Miscellaneous#

class pyhmmer.easel.Alphabet#

A biological alphabet, including additional marker symbols.

This type is used to share an alphabet to several objects in the easel and plan7 modules. Reference counting helps sharing the same instance everywhere, instead of reallocating memory every time an alphabet is needed.

Use the factory class methods to obtain a default Alphabet for one of the three standard biological alphabets:

>>> dna = Alphabet.dna()
>>> rna = Alphabet.rna()
>>> aa  = Alphabet.amino()
classmethod amino()#

Create a default amino-acid alphabet.

decode(sequence)#

Decode a raw digital sequence into its textual representation.

Parameters:

sequence (object, buffer-like) – A raw sequence in digital format.
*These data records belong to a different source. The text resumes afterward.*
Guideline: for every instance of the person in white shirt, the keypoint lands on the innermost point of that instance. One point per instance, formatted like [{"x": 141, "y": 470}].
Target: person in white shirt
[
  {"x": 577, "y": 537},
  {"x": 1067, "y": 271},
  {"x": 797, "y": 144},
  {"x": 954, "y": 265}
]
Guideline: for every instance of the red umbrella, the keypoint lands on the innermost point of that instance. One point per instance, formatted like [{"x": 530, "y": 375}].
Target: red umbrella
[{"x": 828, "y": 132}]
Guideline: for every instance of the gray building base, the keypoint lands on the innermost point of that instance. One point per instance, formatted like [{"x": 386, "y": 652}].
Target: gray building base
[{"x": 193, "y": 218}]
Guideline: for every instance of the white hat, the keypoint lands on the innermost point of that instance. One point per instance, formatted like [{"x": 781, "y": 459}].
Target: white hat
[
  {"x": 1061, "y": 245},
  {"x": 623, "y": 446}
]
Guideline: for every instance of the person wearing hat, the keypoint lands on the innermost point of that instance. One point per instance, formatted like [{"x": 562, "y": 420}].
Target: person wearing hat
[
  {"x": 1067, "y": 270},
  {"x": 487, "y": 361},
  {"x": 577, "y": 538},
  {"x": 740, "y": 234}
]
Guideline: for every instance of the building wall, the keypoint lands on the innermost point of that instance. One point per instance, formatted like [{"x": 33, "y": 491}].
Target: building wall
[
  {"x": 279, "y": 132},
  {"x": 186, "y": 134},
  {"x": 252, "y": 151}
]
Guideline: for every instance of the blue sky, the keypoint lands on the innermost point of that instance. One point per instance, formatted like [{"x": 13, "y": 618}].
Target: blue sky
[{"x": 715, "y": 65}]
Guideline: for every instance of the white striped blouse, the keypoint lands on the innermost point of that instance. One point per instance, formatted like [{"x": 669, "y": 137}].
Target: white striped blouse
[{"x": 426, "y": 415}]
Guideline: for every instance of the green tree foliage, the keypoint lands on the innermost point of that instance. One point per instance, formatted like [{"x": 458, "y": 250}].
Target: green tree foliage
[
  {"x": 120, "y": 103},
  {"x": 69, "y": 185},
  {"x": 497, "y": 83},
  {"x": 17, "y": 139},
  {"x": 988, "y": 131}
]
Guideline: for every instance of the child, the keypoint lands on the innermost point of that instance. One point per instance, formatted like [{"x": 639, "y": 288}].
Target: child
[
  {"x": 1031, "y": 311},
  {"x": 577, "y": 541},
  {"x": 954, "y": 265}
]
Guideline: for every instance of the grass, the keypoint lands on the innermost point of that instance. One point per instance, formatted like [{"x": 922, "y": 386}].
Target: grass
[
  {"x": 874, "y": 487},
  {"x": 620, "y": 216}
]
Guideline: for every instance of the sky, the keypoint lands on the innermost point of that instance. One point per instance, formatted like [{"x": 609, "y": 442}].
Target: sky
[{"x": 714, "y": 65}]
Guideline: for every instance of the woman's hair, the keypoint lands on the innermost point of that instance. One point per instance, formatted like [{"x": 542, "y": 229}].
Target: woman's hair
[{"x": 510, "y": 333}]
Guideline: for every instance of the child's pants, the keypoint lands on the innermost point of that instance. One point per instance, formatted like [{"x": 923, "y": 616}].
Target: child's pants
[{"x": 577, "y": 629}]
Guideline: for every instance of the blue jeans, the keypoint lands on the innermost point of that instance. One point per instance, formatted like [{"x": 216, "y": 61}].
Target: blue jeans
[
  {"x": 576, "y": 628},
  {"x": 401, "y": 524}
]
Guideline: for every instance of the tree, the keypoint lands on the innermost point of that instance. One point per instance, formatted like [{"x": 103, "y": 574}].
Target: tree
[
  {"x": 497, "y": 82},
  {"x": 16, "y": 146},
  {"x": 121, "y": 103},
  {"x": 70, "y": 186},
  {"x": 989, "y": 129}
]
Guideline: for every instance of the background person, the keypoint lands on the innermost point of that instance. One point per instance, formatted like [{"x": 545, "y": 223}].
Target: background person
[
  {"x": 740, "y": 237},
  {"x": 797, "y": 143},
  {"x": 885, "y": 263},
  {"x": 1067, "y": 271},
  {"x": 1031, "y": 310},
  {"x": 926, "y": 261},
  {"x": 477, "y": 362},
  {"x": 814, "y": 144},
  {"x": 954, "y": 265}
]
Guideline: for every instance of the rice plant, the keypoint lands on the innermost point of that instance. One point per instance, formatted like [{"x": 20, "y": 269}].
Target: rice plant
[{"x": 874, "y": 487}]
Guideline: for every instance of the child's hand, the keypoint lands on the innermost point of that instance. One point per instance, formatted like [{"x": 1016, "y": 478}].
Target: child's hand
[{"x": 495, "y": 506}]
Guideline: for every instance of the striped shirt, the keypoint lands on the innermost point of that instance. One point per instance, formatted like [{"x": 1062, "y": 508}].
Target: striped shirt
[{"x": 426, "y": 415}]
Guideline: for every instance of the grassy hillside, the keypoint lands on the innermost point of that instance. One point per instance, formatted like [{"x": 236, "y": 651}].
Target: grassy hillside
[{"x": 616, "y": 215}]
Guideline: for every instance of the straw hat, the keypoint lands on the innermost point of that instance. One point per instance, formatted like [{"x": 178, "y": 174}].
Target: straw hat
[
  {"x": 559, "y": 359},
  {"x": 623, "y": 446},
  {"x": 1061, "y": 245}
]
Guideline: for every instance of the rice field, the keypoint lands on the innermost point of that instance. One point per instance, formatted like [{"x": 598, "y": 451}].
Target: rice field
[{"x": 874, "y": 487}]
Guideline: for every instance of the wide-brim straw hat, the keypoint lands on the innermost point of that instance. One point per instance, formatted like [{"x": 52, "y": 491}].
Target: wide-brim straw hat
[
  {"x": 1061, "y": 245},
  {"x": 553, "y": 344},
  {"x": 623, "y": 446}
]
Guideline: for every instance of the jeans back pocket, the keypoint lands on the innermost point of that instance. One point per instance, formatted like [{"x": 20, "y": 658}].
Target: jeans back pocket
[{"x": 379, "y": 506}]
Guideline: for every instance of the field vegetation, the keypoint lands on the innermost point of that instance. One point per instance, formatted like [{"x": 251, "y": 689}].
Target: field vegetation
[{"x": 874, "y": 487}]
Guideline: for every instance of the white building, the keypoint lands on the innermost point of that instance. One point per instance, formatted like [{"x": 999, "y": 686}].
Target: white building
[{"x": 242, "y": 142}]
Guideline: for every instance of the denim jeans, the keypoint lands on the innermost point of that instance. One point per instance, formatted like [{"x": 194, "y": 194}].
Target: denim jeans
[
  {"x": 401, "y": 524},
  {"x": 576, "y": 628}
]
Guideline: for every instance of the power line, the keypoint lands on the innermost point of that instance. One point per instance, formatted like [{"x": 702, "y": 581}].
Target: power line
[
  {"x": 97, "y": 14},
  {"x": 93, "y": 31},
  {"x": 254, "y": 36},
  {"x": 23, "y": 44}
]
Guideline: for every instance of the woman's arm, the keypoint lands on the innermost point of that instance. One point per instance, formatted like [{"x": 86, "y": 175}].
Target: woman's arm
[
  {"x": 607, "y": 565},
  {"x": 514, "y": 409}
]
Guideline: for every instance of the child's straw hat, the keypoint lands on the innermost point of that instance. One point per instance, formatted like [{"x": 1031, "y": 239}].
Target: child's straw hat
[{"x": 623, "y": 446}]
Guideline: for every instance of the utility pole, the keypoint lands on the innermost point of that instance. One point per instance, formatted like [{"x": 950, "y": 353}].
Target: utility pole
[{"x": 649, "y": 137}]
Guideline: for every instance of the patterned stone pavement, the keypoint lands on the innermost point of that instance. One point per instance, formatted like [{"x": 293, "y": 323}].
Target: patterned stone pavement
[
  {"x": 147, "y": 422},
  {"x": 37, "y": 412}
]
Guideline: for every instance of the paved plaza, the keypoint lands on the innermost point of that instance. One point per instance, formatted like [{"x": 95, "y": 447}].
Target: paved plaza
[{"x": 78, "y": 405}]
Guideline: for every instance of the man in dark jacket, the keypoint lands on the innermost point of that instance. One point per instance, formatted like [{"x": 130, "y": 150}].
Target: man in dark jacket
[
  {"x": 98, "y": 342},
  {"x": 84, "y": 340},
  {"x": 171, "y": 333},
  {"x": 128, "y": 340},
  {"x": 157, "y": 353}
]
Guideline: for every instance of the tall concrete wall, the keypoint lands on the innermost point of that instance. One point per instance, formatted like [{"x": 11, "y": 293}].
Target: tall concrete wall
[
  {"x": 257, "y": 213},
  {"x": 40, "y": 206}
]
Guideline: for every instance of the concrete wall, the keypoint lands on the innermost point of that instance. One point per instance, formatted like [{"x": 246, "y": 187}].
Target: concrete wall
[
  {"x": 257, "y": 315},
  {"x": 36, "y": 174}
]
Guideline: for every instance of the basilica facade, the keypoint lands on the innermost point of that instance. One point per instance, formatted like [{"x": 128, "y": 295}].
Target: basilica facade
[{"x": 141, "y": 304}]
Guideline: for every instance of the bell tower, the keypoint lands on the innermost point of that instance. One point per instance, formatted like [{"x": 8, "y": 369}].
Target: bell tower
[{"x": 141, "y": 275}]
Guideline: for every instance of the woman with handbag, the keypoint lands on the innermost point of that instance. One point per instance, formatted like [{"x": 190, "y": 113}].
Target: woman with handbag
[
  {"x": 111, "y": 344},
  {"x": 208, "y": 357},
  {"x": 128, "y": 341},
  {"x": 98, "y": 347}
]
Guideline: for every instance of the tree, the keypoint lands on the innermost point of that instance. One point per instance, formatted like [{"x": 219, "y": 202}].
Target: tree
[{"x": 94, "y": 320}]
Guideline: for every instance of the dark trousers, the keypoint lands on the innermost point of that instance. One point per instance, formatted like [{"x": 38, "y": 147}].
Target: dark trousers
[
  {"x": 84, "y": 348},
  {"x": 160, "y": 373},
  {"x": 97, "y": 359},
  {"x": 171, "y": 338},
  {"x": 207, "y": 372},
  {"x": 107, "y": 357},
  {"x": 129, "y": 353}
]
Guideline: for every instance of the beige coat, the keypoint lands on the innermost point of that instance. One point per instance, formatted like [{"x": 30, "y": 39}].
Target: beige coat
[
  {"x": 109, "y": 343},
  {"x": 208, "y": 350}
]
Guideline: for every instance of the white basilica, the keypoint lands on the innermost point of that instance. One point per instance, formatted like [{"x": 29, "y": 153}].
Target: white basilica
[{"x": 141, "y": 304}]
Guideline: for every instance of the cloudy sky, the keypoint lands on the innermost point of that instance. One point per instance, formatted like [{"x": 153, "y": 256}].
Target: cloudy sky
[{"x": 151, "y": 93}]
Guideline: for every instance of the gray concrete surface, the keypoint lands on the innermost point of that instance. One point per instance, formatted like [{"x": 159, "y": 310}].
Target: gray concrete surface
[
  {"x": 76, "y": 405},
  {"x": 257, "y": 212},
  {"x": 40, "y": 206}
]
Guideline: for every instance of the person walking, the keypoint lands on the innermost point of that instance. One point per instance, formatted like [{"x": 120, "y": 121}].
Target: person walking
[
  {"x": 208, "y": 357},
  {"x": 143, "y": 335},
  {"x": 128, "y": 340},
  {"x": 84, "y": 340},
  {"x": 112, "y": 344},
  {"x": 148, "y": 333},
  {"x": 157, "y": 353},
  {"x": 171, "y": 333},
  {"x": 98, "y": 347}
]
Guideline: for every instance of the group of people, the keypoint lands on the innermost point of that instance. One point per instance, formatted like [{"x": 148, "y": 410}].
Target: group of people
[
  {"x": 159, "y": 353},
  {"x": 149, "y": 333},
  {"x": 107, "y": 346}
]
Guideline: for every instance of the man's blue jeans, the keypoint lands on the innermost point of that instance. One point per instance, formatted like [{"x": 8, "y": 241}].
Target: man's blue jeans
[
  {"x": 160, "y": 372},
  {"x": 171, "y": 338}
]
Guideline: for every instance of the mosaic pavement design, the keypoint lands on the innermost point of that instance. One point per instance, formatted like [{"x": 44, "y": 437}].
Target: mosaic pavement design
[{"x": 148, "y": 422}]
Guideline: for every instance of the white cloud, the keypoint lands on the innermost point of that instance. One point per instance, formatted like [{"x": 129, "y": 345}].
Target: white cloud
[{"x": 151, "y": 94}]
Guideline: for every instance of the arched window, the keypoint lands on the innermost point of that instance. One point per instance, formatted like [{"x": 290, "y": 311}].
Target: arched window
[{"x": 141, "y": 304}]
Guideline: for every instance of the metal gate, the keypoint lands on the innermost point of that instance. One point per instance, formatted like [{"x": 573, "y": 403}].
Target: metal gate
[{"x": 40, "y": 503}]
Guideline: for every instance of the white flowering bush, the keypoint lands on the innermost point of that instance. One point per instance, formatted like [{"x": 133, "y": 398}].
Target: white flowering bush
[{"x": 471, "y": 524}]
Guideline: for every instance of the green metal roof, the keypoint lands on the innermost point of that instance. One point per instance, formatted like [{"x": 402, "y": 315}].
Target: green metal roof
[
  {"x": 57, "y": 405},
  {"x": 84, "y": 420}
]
Any object implementing the buffer protocol (like bytearray, VectorU8, etc.) may be given.

Returns:

str – A raw sequence in textual format.

Example

>>> alphabet = easel.Alphabet.amino()
>>> dseq = easel.VectorU8([0, 4, 2, 17, 3, 13, 0, 0, 5])
>>> alphabet.decode(dseq)
'AFDVEQAAG'

Added in version 0.6.3.

classmethod dna()#

Create a default DNA alphabet.

encode(sequence)#

Encode a raw text sequence into its digital representation.

Parameters:

sequence (str) – A raw sequence in text format.

Returns:

VectorU8 – A raw sequence in digital format.

Example

>>> alphabet = easel.Alphabet.dna()
>>> alphabet.encode("ACGT")
VectorU8([0, 1, 2, 3])

Added in version 0.6.3.

is_amino()#

Check whether the Alphabet object is a protein alphabet.

is_dna()#

Check whether the Alphabet object is a DNA alphabet.

is_nucleotide()#

Check whether the Alphabet object is a nucleotide alphabet.

is_rna()#

Check whether the Alphabet object is a RNA alphabet.

classmethod rna()#

Create a default RNA alphabet.

K#

The alphabet size, counting only actual alphabet symbols.

Example

>>> Alphabet.dna().K
4
>>> Alphabet.amino().K
20
Type:

int

Kp#

The complete alphabet size, including marker symbols.

Example

>>> Alphabet.dna().Kp
18
>>> Alphabet.amino().Kp
29
Type:

int

symbols#

The symbols composing the alphabet.

Example

>>> Alphabet.dna().symbols
'ACGT-RYMKSWHBVDN*~'
>>> Alphabet.rna().symbols
'ACGU-RYMKSWHBVDN*~'
Type:

str

type#

The alphabet type, as a short string.

Example

>>> Alphabet.dna().type
'DNA'
>>> Alphabet.amino().type
'amino'

Added in version 0.8.2.

Type:

str

class pyhmmer.easel.GeneticCode#

A genetic code table for translation.

Added in version 0.7.2.

__init__(translation_table=1, *, nucleotide_alphabet=None, amino_alphabet=None)#

Create a new genetic code for translating nucleotide sequences.

Parameters:
  • translation_table (int) – The translation table to use. Check the Wikipedia page listing all genetic codes for the available values.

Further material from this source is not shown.